Bessarabia’s road towards independence
Iancu’s warning would become a reality, as Russian democracy collapsed under the heavy blows of the Bolshevik offensive, and as the Ukrainians still pressed their claims on Bessarabia. In the autumn of 1917, the territory between the Prut and the Dniester rivers began to devolve into anarchy, the authorities being incapable to stop the acts of random violence and disorder for which the Russian soldiers were to blame. In this context, a Congress of Moldavian Soldiers was convened in Chișinău.
Petre Cazacu, Prime Minister of Moldavia between April and December 1918, later explained the context in which the congress was held: “Chaos grew so much that there seemed to be no rescue in sight from the menacing disaster of the unending hordes of Russian soldiers, who were headed back to Russia through Bessarabia from the Romanian Front. The Russian government was on the verge of being overthrown by the Bolsheviks when, on October 20 [O.S.], the first congress of all Moldavians from Russia was convened in Chișinău”. The Congress decided to establish the Country Council, which adopted a Declaration (December 2, 1917) proclaiming the Moldavian Democratic Republic within the Russian Democratic Federative Republic. In reality, that state no longer existed, the Bolsheviks taking over power in Russia after the October Revolution, under the leadership of Vladimir Lenin.
The armistice between Russia and the Central Powers and the start of the Brest-Litovsk negotiations (December 1917) led to the aggravation of anarchy in Moldavia. Russian soldiers caused many violent incidents, robberies, devastations and crimes, threatening even the authorities of the new republic. On January 5, 1918, the meetings of Country Council were suspended as a result of the Bolsheviks entering Chișinău. Several MPs were arrested and Allied commission funds destined for the Romanian Front were seized.
Under these conditions, the Country Council requested the intervention of the Romanian army. The troops entered Bessarabia on January 13, 1918. The 11th Infantry Division, under the command of General Ernest Broşteanu, received the mission to enter Bessarabia with the aim of restoring order, protecting the population and lines of communication, without interfering in political and administrative issues. Following the intervention of the Romanian army, the Bolsheviks were expelled from Bessarabia. The Bolshevik government of St. Petersburg reacted vehemently and decided to break diplomatic ties with Romania and seized the Romanian Treasure, which was in Moscow.
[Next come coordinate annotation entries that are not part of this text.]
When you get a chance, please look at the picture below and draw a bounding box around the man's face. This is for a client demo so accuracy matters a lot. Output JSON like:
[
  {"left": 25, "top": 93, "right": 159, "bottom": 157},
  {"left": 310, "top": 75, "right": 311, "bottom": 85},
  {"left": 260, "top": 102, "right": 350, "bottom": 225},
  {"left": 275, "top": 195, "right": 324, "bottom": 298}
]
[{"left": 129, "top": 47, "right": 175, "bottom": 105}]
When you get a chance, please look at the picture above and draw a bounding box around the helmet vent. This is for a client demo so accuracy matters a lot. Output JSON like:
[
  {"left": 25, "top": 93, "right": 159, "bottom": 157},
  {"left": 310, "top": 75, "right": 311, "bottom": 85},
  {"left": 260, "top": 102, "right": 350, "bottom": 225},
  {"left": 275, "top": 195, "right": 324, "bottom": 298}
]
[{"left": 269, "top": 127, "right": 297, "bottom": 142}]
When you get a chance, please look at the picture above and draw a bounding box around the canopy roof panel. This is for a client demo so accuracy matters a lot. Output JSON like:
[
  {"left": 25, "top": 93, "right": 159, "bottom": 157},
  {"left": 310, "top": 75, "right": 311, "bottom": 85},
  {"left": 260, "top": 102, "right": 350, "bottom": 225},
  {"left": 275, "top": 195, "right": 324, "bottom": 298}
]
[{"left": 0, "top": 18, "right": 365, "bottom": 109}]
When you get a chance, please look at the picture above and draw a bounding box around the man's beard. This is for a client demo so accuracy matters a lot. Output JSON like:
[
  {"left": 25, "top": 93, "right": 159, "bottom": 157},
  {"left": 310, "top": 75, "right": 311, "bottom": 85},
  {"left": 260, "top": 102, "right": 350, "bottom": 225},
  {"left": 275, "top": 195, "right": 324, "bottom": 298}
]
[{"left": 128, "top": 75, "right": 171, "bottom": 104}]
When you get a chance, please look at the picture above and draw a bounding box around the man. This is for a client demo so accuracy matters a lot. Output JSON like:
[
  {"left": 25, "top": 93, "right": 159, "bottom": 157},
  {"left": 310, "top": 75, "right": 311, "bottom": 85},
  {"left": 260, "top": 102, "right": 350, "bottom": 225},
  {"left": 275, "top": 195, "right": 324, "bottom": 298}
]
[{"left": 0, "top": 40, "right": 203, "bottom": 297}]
The proclamation of Bessarabia’s independence from Russia took place on January 24, 1918 [O.S.]. The Country Council chose this date to unanimously vote on independence and to celebrate 59 years since the union of Moldavia with Wallachia. Ion Inculeț was elected president of the new independent Republic, and the Council of Ministers was headed by Daniel Ciugureanu.
Alexandru V. Boldur, Basarabia și relațiile româno-ruse (Chestiunea Basarabiei și dreptul internațional) [Bessarabia and Russo-Romanian relations (The Bessarabian Question and international law)], Bucharest, 2000.
Mihail Bruhiș, Rusia, România și Basarabia: 1812, 1918, 1924, 1940 [Russia, Romania and Bessarabia: 1812, 1918, 1924, 1940], Chișinău, 1992.
Petre Cazacu, Moldova dintre Prut și Nistru, 1812-1928 [Moldavia between the Prut and Dniester, 1812-1928], Chișinău, 1992.
Gheorghe Platon (coord.), Istoria Românilor [The history of the Romanians], vol. VII, tome II, Bucharest 2003.
Ion Țurcanu, Unirea Basarabiei cu România [The unification of Bessarabia with Romania], Chișinău, 1998.